I’m very interested in feedback from customers. I want to be like the nervous system as it reports pain in the body. I’m always collecting data.

● I’m currently in the middle of a business trip that included Mobile World Congress, the telecoms trade show, in Barcelona.

After that, my view of the industry is that the mobile malware landscape is going to go from bad to worse.

● Half my life is spent in Moscow but the other half I’m travelling. Most of our sales by far are outside Russia.

In the office, I normally wear classic shirts and jeans but I have a suit for presidents and prime ministers – two years back [Russian] President Dmitry Medvedev visited.

For this business trip, I don’t even have one suit with me.

● When I’m in the office, I go around talking to people all the time – at their desk, over green tea in our canteen. I don’t drink coffee. If I want to meet someone, I don’t just call them, I go to see them. It means I leave the office two or three times a day.

At the end of a Moscow office day, I go the gym with my personal trainer, who is also part of our legal team – so I save time and money. What I like to say about the office is “keep it like a family”. Many people are friends and some go on vacation together.

● In January, we took our first private equity investment when General Atlantic, the US private equity firm, bought a stake in the company via secondary shares.

At the moment we think it’s beneficial for Kaspersky to stay private and focus on organic growth and research and development. But eventually the company will go public.

In the meantime, John Bernstein, head of Europe at General Atlantic, is joining Kaspersky’s board to help us develop our strategic growth plan.

● I’m on a short trip of three weeks at the moment but sometimes I’m away for two months. I usually travel with my PR managers and other guys from Kaspersky. Sometimes, the team has a changeover during the trip as they can’t survive a whole one. I care about them, so I renew them.

● After Barcelona, I went to Madrid for a conference, then Lisbon to meet partners and media, and then to Paris. Next on the itinerary were Stockholm and Copenhagen, and Hanover for CeBit, the big IT trade show.

At the end of that, I am going skiing in Sölden, Austria, for three or four days and then go home to Moscow.

● Bahrain was going to be my next trip because Kaspersky is a sponsor of Formula One’s Ferrari team. I’m normally there for the first race but, of course, it has been cancelled.

● I try to have a holiday every summer. The last one was for 25 days. I go to wild places in the mountains where you can’t use the internet or mobile phones. But there is a satellite connection.

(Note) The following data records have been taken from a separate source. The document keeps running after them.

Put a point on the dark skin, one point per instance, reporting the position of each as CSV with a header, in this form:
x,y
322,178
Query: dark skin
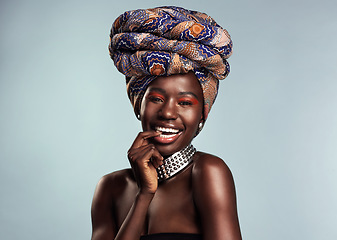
x,y
200,199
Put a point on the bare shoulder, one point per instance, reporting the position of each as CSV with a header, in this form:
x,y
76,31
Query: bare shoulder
x,y
215,198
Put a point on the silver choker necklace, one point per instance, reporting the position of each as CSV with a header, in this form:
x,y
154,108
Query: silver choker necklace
x,y
175,163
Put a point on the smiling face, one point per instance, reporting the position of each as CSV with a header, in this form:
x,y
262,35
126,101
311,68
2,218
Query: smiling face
x,y
172,105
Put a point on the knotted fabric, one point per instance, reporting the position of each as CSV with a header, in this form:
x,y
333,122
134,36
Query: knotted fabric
x,y
145,44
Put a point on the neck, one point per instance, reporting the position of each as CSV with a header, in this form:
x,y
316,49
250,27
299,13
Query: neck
x,y
175,163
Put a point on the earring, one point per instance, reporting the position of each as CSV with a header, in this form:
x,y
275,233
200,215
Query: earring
x,y
201,125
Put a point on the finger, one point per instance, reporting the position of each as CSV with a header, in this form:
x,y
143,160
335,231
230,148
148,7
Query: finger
x,y
157,158
143,154
142,138
134,153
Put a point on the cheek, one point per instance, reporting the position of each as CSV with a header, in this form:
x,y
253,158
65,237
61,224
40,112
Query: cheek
x,y
192,118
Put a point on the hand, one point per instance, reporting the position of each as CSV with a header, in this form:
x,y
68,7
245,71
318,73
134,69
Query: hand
x,y
144,159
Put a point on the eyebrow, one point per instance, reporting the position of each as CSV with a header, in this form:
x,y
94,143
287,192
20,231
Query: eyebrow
x,y
180,93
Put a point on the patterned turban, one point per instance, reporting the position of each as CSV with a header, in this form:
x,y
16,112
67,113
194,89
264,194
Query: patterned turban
x,y
145,44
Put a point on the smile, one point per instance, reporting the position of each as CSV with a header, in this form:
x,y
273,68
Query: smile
x,y
168,135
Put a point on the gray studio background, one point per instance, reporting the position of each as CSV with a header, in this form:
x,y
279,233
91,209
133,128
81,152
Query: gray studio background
x,y
66,121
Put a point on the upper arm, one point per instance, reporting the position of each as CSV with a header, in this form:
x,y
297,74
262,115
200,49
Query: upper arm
x,y
103,225
215,199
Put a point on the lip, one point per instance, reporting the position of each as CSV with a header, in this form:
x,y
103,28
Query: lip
x,y
167,138
169,134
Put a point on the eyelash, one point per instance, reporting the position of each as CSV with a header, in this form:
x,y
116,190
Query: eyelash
x,y
182,102
155,98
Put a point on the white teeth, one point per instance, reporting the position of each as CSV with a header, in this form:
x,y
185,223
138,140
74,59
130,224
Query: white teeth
x,y
167,135
166,130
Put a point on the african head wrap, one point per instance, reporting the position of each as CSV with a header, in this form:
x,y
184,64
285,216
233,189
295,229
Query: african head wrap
x,y
145,44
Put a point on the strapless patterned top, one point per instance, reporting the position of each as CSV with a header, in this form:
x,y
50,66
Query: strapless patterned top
x,y
172,236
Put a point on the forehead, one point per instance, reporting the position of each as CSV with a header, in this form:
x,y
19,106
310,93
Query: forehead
x,y
177,83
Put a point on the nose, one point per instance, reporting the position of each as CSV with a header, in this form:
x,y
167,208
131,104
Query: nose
x,y
168,110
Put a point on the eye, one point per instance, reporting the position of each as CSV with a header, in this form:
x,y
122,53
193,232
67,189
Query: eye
x,y
156,98
187,101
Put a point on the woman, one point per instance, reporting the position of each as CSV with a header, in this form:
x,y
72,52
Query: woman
x,y
172,59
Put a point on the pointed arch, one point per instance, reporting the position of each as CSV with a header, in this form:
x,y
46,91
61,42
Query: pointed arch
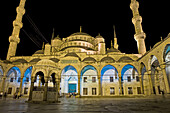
x,y
128,70
14,73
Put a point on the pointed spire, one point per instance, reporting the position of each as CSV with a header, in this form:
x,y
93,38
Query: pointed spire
x,y
161,38
115,39
111,44
114,31
53,34
43,46
80,29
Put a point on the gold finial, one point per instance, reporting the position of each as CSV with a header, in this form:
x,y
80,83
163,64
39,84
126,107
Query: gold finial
x,y
114,31
53,34
80,29
43,46
161,38
111,44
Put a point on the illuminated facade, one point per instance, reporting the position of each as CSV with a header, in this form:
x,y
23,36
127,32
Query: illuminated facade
x,y
80,63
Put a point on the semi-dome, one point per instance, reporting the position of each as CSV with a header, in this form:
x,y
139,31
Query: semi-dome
x,y
39,52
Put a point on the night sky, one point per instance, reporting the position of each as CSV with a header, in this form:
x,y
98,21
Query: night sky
x,y
66,17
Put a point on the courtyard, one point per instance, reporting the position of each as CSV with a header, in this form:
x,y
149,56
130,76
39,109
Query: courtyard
x,y
89,105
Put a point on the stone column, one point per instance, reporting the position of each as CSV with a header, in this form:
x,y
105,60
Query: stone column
x,y
165,78
39,82
31,88
150,82
99,86
56,86
120,85
141,85
3,84
45,89
20,88
79,84
156,82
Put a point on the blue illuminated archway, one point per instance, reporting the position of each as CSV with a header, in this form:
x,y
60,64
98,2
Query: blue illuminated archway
x,y
14,73
1,71
108,70
27,75
86,68
69,80
67,68
126,68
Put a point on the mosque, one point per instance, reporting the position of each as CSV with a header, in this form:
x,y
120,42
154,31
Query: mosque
x,y
82,64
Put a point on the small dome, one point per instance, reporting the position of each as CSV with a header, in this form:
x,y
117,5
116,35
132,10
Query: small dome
x,y
80,33
35,60
39,52
107,59
89,59
55,60
113,50
125,59
20,61
99,36
157,44
72,54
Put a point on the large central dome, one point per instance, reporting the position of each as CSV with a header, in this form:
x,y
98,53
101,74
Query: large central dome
x,y
79,33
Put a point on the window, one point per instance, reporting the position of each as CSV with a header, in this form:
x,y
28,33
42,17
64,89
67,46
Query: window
x,y
112,91
139,90
85,91
19,79
93,91
129,79
25,90
130,91
93,79
85,79
17,89
115,76
27,79
9,90
12,80
137,78
111,79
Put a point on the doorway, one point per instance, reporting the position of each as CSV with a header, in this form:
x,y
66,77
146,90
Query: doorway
x,y
72,88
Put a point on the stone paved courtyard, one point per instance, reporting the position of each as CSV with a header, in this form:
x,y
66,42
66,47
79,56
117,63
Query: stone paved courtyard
x,y
88,105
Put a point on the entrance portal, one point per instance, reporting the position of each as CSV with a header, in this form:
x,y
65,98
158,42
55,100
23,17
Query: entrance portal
x,y
72,88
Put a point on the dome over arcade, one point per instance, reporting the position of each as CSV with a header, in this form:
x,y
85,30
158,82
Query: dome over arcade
x,y
80,33
113,50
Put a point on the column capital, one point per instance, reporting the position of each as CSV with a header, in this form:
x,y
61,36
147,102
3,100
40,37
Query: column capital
x,y
162,66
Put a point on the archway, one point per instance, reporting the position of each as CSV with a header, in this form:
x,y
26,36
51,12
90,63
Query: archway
x,y
109,80
13,81
130,80
156,75
1,71
1,77
27,80
69,80
145,79
89,81
52,82
39,81
167,61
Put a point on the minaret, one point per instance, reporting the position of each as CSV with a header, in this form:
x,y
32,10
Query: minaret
x,y
17,25
137,21
115,39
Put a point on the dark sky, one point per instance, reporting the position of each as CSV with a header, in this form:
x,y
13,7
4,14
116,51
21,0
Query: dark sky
x,y
94,17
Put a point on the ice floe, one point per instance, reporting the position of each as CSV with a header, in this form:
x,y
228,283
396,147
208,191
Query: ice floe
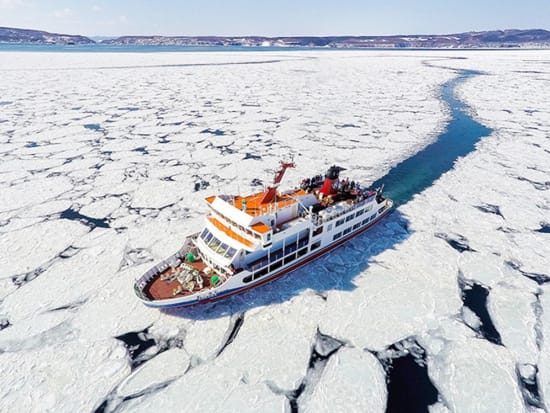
x,y
93,191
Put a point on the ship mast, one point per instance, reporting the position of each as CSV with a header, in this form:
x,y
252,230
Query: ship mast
x,y
271,191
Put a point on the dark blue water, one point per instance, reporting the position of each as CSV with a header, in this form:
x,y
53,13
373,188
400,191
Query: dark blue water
x,y
418,172
106,48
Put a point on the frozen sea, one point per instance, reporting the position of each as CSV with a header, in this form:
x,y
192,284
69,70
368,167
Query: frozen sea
x,y
105,159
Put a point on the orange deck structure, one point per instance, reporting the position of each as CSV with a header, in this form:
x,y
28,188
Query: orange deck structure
x,y
254,207
228,231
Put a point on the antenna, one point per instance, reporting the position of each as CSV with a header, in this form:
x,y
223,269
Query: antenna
x,y
237,179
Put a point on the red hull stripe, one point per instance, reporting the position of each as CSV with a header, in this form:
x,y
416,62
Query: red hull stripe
x,y
281,273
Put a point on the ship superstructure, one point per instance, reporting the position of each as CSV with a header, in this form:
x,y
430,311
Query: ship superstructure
x,y
251,240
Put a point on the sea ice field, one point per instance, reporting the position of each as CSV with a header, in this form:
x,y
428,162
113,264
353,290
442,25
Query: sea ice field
x,y
106,158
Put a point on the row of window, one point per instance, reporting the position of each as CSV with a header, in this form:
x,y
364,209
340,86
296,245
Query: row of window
x,y
274,265
354,227
216,245
352,216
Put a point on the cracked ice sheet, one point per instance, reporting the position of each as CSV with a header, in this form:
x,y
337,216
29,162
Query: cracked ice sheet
x,y
210,388
473,375
399,296
353,380
289,327
544,362
71,376
259,115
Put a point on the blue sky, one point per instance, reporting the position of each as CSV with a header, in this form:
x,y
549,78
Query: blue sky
x,y
273,18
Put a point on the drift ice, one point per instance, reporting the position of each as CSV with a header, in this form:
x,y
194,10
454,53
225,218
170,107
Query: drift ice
x,y
252,240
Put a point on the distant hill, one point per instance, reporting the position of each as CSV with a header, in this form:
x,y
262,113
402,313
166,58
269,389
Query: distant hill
x,y
26,36
488,39
536,38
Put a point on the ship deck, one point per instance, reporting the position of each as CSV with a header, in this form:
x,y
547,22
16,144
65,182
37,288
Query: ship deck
x,y
171,283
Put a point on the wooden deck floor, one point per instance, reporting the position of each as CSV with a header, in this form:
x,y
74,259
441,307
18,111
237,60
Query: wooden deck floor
x,y
162,289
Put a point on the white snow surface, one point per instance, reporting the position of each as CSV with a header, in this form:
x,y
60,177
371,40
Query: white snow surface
x,y
352,377
126,138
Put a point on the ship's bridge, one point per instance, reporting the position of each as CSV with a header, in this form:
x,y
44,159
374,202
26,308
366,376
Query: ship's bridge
x,y
251,223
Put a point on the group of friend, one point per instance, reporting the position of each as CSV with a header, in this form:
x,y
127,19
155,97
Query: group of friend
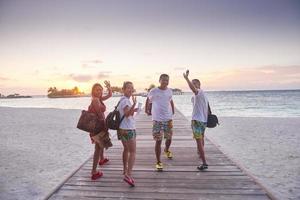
x,y
160,106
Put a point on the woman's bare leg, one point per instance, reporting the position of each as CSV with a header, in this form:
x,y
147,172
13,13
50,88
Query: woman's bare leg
x,y
132,152
96,158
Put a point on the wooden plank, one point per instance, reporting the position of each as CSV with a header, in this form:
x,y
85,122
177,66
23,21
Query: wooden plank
x,y
179,180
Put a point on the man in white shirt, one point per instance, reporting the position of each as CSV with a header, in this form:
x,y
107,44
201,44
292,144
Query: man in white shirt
x,y
199,116
162,114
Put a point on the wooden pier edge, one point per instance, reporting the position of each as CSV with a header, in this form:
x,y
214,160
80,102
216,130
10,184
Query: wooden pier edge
x,y
270,195
264,191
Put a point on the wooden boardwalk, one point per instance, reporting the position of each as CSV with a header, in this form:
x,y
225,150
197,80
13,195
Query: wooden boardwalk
x,y
179,180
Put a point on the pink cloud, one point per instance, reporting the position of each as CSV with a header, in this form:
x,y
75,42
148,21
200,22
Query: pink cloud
x,y
267,77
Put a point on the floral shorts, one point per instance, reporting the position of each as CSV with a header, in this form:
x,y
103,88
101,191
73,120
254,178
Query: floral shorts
x,y
126,135
198,129
162,129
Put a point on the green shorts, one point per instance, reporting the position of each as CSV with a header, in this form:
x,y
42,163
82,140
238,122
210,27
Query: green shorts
x,y
198,129
162,129
126,135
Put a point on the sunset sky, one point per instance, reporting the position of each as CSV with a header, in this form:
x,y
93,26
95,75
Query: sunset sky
x,y
227,44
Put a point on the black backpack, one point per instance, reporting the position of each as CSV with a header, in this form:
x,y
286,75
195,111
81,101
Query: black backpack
x,y
212,120
114,119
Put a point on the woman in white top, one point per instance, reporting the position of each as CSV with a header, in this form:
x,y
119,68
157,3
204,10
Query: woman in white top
x,y
199,116
126,132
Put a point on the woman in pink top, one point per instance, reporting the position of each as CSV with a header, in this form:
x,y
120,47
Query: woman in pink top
x,y
97,106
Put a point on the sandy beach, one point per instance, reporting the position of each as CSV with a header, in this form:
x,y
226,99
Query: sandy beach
x,y
268,148
41,147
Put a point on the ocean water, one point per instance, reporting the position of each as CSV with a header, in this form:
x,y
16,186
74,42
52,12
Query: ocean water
x,y
275,103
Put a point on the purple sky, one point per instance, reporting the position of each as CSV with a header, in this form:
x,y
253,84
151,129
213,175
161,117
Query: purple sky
x,y
50,41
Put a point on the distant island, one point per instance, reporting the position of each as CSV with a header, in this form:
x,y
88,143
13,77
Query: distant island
x,y
53,92
13,96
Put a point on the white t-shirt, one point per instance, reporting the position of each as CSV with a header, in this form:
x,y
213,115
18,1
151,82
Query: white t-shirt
x,y
161,107
200,106
128,123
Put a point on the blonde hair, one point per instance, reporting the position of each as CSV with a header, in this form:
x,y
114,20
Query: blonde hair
x,y
94,87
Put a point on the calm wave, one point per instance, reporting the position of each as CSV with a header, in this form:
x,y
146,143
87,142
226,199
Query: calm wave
x,y
283,103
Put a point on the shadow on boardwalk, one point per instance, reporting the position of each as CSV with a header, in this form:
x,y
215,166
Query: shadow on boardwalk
x,y
179,180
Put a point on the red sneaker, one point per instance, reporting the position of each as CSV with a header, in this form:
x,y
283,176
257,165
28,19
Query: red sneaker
x,y
97,175
129,180
102,162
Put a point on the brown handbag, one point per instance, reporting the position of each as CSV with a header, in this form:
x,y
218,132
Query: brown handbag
x,y
90,122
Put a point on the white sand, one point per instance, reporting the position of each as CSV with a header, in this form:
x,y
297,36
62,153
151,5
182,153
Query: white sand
x,y
39,148
268,148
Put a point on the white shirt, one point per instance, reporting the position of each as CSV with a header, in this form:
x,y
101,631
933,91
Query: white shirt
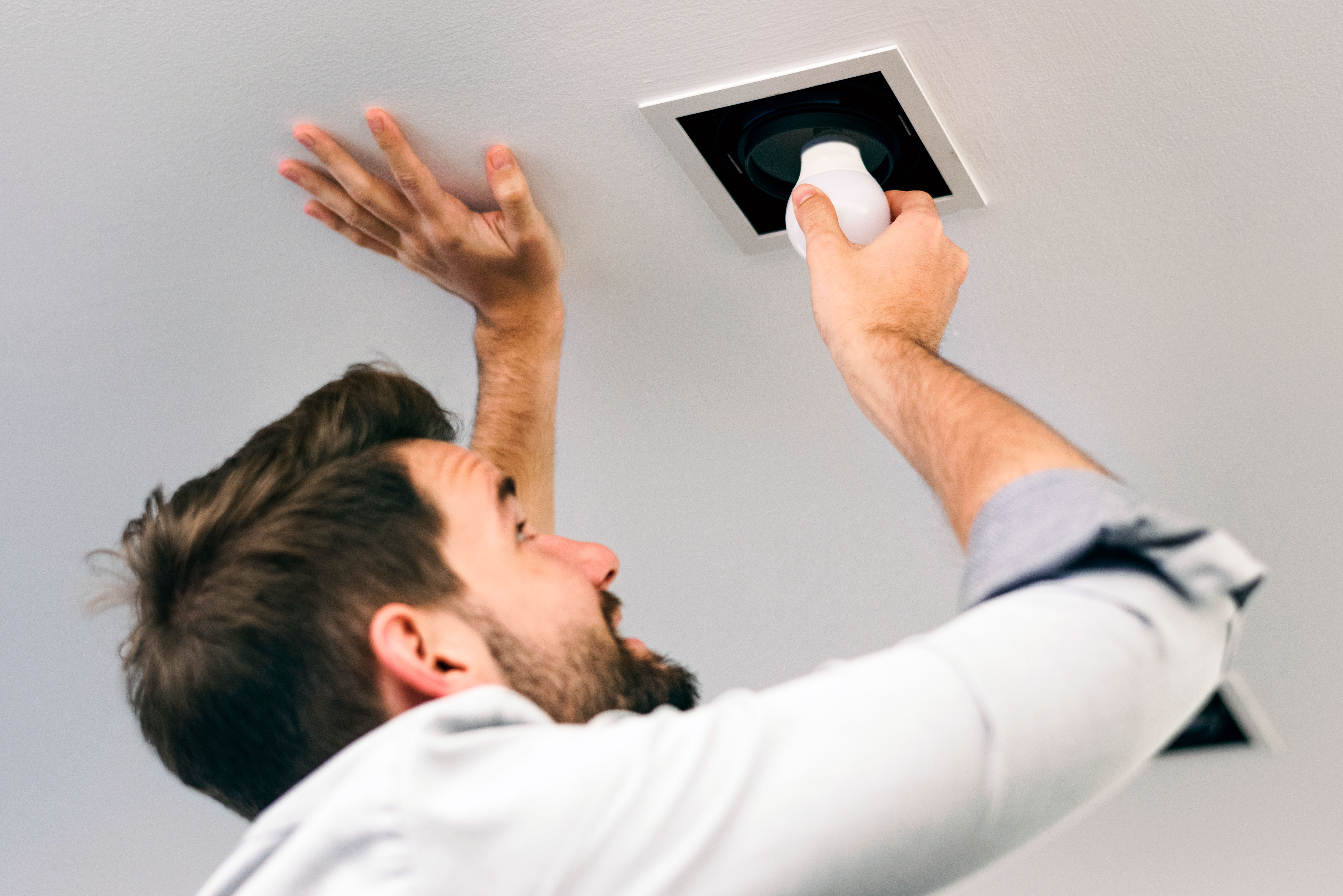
x,y
895,773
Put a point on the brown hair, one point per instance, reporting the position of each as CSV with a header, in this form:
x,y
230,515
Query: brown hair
x,y
249,663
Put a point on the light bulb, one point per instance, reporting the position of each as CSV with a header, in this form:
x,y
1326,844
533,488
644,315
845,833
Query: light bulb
x,y
835,166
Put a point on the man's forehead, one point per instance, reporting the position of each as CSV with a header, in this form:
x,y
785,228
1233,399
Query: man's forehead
x,y
433,461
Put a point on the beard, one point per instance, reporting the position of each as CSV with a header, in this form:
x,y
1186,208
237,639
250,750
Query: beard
x,y
595,672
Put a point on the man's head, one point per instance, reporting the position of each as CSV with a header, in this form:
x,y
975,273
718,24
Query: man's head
x,y
348,563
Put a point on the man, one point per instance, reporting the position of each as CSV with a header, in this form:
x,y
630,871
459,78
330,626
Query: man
x,y
367,639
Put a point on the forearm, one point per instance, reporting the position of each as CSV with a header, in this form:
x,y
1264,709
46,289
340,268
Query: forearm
x,y
965,438
519,370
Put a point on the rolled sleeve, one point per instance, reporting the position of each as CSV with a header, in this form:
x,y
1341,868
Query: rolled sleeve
x,y
1052,523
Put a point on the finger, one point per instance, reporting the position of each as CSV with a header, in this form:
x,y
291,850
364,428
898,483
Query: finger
x,y
818,221
413,178
910,201
511,191
358,237
335,198
370,193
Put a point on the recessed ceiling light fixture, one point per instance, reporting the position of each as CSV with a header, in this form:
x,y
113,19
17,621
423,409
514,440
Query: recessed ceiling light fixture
x,y
742,144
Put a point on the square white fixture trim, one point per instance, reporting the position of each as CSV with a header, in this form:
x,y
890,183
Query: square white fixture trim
x,y
663,115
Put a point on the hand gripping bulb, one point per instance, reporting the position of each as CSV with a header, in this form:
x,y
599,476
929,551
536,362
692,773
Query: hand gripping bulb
x,y
833,164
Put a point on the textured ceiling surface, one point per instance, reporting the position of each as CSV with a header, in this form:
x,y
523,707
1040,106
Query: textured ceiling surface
x,y
1157,273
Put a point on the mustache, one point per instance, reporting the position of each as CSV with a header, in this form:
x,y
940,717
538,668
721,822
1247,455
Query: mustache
x,y
610,604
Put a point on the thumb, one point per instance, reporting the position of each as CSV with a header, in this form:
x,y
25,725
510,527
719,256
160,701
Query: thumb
x,y
511,191
818,219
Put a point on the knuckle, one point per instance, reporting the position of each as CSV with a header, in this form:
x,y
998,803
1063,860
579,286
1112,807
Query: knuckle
x,y
409,183
417,246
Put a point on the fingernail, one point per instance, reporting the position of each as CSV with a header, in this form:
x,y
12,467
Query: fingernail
x,y
501,160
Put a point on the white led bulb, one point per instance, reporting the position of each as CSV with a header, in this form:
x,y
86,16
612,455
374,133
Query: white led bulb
x,y
833,164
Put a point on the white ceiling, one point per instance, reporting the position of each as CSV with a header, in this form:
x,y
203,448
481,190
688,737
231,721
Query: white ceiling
x,y
1157,273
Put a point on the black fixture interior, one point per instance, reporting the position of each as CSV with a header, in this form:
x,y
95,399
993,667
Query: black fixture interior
x,y
1215,726
755,147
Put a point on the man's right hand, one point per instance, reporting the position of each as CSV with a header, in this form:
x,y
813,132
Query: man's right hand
x,y
882,309
903,284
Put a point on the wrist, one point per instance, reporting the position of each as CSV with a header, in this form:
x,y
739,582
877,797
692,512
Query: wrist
x,y
879,348
531,317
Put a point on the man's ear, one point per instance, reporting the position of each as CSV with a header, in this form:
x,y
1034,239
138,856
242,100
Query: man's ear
x,y
422,653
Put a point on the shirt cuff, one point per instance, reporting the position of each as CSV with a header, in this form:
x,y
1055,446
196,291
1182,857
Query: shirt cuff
x,y
1048,525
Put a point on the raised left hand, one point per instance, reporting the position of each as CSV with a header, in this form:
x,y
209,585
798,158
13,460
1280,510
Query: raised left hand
x,y
506,264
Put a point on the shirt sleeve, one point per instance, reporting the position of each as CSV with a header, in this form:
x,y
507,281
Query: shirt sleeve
x,y
1095,629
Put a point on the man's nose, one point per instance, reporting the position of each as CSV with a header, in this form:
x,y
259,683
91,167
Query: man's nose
x,y
597,561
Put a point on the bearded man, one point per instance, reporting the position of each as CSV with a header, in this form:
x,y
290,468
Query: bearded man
x,y
369,641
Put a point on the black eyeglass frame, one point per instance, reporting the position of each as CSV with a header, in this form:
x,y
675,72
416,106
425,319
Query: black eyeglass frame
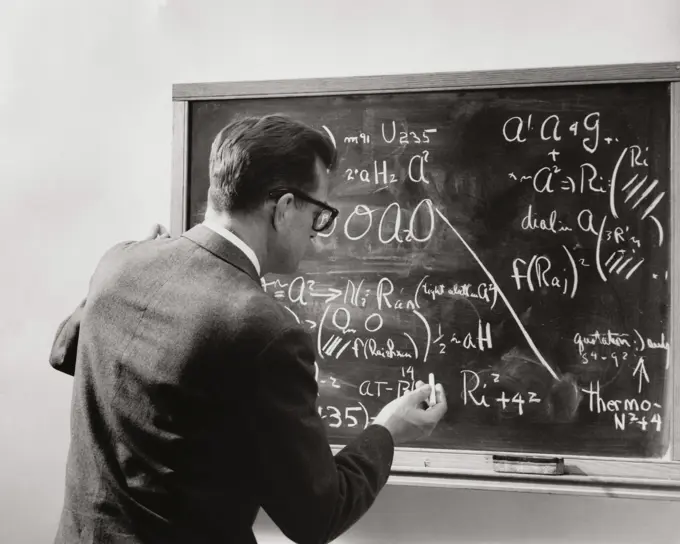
x,y
334,212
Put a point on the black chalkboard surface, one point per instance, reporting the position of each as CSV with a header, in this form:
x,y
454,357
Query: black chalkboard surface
x,y
513,242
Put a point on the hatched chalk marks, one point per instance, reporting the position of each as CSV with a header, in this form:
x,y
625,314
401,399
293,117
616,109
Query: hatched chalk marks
x,y
644,191
618,262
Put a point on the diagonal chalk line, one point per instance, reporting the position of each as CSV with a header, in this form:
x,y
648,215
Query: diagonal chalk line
x,y
502,295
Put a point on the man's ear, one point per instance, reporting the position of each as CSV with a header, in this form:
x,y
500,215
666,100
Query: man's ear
x,y
282,212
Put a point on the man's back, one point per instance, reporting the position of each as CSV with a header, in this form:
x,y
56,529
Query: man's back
x,y
194,404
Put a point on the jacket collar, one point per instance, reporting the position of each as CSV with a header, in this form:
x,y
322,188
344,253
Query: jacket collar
x,y
222,248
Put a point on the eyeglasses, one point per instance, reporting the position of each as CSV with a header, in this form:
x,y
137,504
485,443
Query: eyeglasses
x,y
322,219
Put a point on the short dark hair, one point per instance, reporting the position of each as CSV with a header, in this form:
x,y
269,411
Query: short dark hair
x,y
252,155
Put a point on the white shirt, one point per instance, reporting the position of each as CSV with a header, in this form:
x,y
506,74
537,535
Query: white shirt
x,y
219,229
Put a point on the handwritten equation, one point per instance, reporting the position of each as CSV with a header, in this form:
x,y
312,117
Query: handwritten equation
x,y
391,319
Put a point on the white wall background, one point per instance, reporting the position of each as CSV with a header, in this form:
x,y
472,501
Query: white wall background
x,y
85,135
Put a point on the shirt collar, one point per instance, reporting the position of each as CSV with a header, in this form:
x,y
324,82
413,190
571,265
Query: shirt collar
x,y
231,237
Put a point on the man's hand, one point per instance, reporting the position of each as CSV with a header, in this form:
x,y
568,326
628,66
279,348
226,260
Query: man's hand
x,y
157,231
409,418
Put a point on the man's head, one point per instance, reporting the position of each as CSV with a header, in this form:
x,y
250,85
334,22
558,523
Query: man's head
x,y
271,175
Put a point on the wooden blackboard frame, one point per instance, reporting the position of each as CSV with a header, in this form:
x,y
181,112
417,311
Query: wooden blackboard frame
x,y
632,478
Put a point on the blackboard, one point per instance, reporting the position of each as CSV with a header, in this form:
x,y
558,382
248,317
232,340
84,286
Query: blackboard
x,y
514,242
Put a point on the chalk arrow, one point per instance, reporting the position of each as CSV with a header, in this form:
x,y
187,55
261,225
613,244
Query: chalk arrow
x,y
642,371
331,296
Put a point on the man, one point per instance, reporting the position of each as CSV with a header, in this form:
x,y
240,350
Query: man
x,y
194,391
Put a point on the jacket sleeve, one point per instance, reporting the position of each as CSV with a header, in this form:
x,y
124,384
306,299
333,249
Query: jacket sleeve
x,y
312,496
65,344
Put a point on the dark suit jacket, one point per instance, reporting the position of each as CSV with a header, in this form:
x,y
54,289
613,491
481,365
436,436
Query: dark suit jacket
x,y
194,404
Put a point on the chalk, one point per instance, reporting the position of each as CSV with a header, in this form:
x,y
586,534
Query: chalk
x,y
433,397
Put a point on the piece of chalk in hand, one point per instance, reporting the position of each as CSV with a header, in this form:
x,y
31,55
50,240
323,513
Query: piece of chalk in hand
x,y
433,396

● In Moscow, I’m usually not an early bird, especially after a trip, because I need time to relax. On some trips I get only three to four hours of sleep a night. However, I don’t really get jet lag as I’m jumping time zones all the time.

When I’m on a flight, I have my Sony Vaio computer and my Bose headphones for noise cancelling. I like to download e-mails on the ground and then go through them and reply in the air.

I delete for ever the e-mails that I won’t need and archive e-mails I have replied to and may need again. My goal is to have no more than one Outlook page of incoming e-mails.

And then I just sleep. I can sleep for six, eight, nine hours on an aeroplane if it’s a 13-hour flight.

The flight to me is like a lullaby. I dream of sleep.